La educación rural resiste, vibra y se reinventa. En el sector Los Coligües, su escuela y comunidad educativa encarnan una vocación profunda por el aprendizaje de niños, niñas y adolescentes. En esta escuelita, que recibe a estudiantes desde NT1 hasta 8° básico en cursos combinados, conviven cerca de medio centenar de estudiantes provenientes de Quilmo Bajo, Pelehuito, El Quillay y también del área urbana. Allí, la alegría por aprender no es un eslogan: es un sonido. Un latido. Una melodía que se mezcla con melódicas, xilófonos, bajo, teclado, bombo, batería y la guitarra del profesor Antonio Hernández, músico y docente que ha convertido la sala en un pequeño escenario donde la educación se canta y se vive.

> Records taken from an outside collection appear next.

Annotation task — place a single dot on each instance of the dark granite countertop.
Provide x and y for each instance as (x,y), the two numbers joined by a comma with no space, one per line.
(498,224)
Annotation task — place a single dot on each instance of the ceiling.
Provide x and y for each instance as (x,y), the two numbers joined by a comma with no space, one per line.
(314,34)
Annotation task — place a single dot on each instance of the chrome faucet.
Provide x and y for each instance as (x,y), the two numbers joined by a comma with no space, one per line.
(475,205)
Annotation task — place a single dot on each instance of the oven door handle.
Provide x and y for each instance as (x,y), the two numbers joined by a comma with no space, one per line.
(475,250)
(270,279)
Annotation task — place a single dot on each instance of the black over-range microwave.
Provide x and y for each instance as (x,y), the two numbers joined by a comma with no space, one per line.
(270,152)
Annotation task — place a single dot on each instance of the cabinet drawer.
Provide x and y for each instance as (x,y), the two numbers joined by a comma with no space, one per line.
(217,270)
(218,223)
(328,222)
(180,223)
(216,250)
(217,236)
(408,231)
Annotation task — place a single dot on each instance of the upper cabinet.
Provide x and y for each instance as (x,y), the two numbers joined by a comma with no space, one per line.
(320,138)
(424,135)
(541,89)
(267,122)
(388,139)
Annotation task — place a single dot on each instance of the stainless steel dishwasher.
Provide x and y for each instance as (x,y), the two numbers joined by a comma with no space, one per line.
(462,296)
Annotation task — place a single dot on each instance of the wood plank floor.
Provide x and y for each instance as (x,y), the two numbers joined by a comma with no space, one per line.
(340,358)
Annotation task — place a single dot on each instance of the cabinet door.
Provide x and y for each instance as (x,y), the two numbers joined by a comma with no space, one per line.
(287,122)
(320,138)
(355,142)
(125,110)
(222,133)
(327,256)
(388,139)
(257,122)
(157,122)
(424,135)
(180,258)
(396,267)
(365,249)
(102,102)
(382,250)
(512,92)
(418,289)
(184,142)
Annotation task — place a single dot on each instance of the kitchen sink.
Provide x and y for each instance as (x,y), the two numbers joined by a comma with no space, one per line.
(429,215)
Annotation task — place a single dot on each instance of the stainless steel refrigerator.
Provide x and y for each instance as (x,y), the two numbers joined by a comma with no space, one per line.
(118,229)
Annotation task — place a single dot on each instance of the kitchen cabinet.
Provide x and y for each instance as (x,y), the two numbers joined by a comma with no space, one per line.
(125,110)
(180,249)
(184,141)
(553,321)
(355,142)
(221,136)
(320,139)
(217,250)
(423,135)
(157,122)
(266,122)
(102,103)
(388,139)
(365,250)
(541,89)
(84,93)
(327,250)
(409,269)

En Los Coligües, la música es un acto de resistencia. Es una voz que se alza con fuerza cuando los estudiantes entonan “Tren al sur”. Sus voces sencillas y honestas construyen una armonía que emociona e interpela: la educación rural tiene alma, identidad y un valor que no se mide en ranking ni matrículas. Este texto es un homenaje a cada directivo, docente, asistente, familia y vecino que sostiene esta comunidad. Porque la educación rural no se mantiene por inercia, sino gracias a personas que entregan lo mejor de sí, como el “profe Toño”.

Ñuble necesita escuchar esta melodía: la de las pequeñas escuelas que laten con resiliencia y empatía, que siguen siendo espacios de encuentro, sueños y futuro. La Escuelita Los Coligües nos recuerda que la educación rural es presente, es identidad y merece seguir sonando.